Previous studies have shown that structural findings are underreported in the diagnostic work up of cognitive impairment [
12‐
14]. A recent European survey showed that VRS were used in 75% of responding centers but structural reporting was used in only 28% [
15]. In order to improve accuracy and clarity of radiology reports, our department introduced contextual reports as an endorsed routine. The purpose of this study is to investigate the effect on reporting of structural radiological findings after introducing a template with VRS in the primary care diagnostic work up of cognitive impairment.
Results
We identified 251 eligible subjects, ten subjects had cancelled examinations, four subjects had failed to perform the exam, and the referral was unclear for one subject. These were excluded and 236 subjects were included with 111 examined “before” and 125 “after” the introduction of contextual reporting. There were no significant differences between the groups with respect to prevalence of abnormal findings and gender.

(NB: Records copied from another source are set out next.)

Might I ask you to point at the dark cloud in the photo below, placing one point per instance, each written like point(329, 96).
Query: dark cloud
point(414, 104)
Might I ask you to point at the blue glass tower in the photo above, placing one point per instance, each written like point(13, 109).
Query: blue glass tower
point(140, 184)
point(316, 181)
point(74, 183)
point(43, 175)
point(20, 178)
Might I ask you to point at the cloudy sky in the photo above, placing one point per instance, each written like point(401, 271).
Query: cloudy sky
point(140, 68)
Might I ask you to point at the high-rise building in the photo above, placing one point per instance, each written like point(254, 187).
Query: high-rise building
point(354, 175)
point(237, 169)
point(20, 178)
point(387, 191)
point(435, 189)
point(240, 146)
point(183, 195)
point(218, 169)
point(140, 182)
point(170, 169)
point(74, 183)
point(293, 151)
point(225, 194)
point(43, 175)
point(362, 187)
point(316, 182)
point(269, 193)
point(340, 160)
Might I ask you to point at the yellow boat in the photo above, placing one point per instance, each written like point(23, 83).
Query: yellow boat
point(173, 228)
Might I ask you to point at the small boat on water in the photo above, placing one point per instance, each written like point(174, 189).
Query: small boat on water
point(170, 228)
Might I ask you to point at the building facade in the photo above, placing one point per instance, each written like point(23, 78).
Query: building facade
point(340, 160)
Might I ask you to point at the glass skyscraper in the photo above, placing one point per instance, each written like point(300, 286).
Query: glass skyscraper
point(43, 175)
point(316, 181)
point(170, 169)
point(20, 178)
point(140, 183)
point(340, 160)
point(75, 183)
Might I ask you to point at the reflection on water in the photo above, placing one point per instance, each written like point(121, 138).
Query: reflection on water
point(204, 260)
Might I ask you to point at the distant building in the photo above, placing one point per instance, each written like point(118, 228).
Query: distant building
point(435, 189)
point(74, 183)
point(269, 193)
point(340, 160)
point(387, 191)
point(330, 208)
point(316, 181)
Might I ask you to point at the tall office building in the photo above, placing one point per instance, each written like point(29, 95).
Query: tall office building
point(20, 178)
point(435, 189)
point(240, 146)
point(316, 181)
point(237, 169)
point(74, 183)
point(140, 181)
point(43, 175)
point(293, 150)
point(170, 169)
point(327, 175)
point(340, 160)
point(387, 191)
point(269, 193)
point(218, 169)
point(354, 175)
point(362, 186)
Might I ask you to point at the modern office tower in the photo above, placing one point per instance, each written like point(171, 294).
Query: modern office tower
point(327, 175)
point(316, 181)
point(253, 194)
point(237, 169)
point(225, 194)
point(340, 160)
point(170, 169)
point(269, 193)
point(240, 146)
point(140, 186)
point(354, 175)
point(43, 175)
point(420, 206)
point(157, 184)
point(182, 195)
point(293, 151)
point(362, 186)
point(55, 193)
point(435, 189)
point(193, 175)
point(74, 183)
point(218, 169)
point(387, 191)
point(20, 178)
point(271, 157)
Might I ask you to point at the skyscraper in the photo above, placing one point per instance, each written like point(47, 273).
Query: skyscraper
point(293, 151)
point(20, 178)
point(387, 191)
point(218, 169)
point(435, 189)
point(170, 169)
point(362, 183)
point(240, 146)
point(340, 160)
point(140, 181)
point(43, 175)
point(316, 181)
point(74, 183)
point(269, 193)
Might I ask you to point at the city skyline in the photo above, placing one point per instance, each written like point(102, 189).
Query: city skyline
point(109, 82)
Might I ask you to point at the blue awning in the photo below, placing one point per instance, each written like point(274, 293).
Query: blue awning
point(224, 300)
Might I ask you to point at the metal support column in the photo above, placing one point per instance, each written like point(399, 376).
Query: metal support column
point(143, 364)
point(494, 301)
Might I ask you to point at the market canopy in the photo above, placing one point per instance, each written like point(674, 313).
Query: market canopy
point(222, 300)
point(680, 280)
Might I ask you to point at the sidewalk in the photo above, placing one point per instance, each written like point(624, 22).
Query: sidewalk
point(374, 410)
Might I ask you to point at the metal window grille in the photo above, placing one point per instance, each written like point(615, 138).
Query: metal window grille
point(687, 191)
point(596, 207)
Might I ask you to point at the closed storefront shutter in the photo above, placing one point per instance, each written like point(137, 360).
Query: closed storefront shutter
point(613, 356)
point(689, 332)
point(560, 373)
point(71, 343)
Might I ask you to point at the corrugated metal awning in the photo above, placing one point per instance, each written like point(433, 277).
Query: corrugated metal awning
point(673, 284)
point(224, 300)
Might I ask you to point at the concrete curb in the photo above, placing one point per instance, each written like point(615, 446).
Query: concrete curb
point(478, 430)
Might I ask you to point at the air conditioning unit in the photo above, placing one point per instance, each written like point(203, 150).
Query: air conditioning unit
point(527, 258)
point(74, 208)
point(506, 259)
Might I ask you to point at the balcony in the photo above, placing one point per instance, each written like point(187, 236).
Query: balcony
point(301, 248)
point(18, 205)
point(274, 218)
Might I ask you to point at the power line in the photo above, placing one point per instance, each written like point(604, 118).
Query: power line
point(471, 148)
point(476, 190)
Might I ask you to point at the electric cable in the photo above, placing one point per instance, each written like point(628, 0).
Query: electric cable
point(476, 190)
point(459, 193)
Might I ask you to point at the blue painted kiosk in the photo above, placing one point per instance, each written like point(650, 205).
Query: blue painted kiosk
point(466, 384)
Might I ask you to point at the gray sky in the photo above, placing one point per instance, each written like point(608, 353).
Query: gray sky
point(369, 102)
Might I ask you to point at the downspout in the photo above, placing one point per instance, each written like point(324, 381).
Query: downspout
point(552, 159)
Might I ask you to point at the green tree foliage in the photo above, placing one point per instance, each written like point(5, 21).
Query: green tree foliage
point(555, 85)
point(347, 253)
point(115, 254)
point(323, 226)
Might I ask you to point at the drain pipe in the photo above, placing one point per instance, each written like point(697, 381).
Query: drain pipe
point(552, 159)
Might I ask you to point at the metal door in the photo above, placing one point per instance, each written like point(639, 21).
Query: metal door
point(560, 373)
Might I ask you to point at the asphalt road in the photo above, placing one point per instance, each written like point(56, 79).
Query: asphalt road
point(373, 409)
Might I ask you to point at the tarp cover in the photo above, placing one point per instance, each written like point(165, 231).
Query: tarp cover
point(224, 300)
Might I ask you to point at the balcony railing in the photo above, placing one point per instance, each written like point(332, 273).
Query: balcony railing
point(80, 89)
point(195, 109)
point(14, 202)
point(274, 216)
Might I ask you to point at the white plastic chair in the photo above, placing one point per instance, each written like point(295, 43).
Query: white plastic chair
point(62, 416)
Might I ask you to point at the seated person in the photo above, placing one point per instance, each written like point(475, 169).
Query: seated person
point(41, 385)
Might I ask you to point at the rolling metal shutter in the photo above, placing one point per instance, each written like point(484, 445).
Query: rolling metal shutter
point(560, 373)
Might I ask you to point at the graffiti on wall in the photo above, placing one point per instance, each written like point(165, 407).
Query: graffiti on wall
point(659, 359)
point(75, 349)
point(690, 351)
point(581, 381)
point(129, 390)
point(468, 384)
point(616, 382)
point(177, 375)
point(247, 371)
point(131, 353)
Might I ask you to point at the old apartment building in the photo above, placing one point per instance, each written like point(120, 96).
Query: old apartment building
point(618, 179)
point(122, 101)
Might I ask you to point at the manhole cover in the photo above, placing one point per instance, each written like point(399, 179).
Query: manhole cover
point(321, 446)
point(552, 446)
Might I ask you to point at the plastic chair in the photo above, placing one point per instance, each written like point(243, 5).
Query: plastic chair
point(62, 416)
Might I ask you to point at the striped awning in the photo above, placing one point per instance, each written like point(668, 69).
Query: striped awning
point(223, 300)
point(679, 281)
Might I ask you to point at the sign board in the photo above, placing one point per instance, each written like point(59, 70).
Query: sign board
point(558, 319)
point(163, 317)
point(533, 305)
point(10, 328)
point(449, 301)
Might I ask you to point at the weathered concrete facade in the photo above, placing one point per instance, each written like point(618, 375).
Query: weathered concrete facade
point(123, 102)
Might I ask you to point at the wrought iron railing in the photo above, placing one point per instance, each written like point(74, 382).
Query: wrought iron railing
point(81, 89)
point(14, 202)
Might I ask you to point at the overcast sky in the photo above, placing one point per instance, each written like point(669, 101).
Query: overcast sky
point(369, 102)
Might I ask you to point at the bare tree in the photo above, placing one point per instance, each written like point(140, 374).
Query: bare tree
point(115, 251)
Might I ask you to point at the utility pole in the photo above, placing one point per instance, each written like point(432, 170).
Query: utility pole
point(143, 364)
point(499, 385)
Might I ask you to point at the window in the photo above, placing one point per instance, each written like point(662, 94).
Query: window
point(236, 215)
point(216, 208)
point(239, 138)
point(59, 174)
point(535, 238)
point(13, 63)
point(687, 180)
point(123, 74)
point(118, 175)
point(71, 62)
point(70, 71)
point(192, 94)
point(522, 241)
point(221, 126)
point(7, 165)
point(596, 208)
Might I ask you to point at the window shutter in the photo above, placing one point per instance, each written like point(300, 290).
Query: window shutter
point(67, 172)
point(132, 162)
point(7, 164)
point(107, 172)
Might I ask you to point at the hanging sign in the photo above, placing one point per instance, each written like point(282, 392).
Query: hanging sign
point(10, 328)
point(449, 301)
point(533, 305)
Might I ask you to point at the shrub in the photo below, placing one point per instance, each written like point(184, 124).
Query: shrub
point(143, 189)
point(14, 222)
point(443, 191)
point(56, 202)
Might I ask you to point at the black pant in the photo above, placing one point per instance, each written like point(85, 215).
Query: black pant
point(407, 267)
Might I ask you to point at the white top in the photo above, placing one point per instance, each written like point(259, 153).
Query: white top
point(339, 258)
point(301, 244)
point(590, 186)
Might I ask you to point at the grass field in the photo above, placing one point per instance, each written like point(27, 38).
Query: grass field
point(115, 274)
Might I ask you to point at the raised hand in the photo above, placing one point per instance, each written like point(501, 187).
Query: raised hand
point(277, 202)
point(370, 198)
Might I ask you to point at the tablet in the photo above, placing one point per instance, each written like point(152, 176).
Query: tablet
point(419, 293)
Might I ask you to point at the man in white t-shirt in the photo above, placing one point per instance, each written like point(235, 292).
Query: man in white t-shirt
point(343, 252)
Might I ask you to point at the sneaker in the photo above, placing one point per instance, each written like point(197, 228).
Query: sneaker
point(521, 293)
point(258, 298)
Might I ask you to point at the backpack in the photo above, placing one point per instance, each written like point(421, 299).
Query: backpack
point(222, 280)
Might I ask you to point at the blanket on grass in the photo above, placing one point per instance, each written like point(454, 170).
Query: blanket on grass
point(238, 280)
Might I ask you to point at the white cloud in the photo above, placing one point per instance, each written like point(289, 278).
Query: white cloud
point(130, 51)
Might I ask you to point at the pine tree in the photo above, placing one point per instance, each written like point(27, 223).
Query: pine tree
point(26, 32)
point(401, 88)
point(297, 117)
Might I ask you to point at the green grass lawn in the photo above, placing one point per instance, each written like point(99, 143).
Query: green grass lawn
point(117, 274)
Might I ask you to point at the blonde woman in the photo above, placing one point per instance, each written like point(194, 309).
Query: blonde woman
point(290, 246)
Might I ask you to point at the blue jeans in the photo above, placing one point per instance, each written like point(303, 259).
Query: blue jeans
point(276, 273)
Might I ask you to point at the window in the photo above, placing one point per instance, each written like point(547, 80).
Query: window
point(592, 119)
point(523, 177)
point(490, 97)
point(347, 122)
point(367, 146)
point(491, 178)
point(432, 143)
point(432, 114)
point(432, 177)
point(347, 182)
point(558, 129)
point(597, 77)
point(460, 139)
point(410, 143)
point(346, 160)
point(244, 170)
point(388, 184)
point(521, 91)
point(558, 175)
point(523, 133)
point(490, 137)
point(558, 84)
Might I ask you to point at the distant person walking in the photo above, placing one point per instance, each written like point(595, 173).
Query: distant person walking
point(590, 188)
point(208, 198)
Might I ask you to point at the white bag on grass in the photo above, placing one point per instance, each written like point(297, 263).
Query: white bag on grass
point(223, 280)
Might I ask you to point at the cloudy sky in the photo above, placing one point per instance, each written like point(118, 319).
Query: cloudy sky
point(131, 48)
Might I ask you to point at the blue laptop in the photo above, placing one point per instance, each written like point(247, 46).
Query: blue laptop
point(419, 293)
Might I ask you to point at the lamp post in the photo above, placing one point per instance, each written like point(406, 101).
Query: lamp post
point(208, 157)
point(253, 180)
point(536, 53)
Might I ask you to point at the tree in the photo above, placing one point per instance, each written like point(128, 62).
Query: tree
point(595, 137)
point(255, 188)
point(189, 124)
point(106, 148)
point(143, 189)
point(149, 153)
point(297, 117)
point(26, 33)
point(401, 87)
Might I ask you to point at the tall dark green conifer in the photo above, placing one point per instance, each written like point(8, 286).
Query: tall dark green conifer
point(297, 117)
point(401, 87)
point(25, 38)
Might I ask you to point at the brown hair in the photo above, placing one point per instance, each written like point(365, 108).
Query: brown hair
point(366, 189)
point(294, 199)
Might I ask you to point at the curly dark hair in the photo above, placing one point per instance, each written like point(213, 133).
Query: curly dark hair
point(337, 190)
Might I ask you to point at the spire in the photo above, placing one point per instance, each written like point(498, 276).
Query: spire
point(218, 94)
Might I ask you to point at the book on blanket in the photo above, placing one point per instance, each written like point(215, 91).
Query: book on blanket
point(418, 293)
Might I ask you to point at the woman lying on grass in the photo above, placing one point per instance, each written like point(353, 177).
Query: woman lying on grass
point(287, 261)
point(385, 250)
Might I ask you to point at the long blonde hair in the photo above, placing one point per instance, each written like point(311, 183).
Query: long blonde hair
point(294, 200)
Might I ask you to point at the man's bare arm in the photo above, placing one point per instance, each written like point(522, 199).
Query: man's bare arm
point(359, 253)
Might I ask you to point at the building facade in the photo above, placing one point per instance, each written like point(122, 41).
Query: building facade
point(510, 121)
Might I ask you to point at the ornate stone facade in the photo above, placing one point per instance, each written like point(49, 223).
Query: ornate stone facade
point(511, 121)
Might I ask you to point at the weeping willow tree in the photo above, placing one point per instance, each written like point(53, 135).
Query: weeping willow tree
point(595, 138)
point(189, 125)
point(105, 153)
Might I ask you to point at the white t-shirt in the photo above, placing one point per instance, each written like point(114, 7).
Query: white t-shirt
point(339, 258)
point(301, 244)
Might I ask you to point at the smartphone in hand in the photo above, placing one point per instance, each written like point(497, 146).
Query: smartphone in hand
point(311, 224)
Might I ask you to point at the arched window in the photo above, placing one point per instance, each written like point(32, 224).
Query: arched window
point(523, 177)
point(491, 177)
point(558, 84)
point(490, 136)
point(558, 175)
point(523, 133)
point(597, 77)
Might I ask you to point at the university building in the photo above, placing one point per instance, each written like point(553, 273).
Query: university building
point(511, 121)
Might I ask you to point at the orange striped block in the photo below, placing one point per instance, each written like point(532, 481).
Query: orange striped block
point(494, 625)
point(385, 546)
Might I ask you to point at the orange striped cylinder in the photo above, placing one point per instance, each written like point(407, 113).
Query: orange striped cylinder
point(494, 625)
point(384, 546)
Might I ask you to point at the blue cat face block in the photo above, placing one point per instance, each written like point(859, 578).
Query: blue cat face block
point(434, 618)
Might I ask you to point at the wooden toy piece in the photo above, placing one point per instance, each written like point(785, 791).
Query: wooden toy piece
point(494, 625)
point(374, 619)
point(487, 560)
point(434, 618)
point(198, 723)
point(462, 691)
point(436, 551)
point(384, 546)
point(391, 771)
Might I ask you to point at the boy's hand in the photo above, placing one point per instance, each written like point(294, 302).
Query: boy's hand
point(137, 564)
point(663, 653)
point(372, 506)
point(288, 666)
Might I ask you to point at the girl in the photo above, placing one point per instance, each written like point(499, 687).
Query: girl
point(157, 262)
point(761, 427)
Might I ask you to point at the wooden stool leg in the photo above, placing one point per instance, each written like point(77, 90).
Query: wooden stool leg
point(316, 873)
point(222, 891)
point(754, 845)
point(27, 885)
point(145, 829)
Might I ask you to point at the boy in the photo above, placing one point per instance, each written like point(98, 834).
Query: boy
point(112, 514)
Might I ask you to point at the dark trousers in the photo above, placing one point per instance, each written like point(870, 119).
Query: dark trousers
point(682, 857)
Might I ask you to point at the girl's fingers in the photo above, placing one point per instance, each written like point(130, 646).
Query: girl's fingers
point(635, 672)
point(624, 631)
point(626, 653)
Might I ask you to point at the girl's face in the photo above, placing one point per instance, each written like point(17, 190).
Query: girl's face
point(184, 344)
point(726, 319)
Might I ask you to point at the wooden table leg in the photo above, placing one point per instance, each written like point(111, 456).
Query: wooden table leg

Subjective cognitive impairment was the reported symptom in 97% of all subjects (see Table
2 for demographic data). Evans’ index was only reported for one subject and was included in WLV.
Table 2
Data on subjects and prevalence of evaluated parameters for the two groups “before” and “after”
Subjects |
Number of subjects (n) | 111 | 125 | - |
Age in years (median, interquartile range) | 72 (7.8) | 73 (7.3) | 0.02* |
Females | 47% | 49% | 0.76 |
Clinical symptom (as reported in referrals) |
Subjective cognitive impairment | 95% | 98% | 0.19 |
Personality changes | 7% | 2% | 0.03 |
Confusion | 1% | 2% | 0.63 |
Prevalence (abnormal in the second reading) |
Abnormal MTA | 18% | 18% | 0.93 |
Abnormal WMC | 25% | 22% | 0.51 |
Abnormal GCA | 17% | 22% | 0.39 |
Abnormal WLV | 17% | 15% | 0.69 |
Intra-rater agreement was excellent for MTA κ = 0.82 95% CI (0.72 to 0.91), p < 0.001 and WLV κ = 0.87 95% CI (0.78 to 0.96), p < 0.001; substantial for WMC κ = 0.79 95% CI (0.70 to 0.88), p < 0.001; and moderate for GCA κ = 0.57 95% CI (0.44 to 0.71), p < 0.001. The highest inter-rater agreement for 100 randomly selected subjects showed substantial agreement for MTA κ = 0.73 95% CI (0.55 to 0.92), p < 0.001; excellent agreement for WMC κ = 0.81 95% CI (0.69 to 0.94), p < 0.001; and fair agreement for GCA κ = 0.44 95% CI (0.19 to 0.70), p < 0.001.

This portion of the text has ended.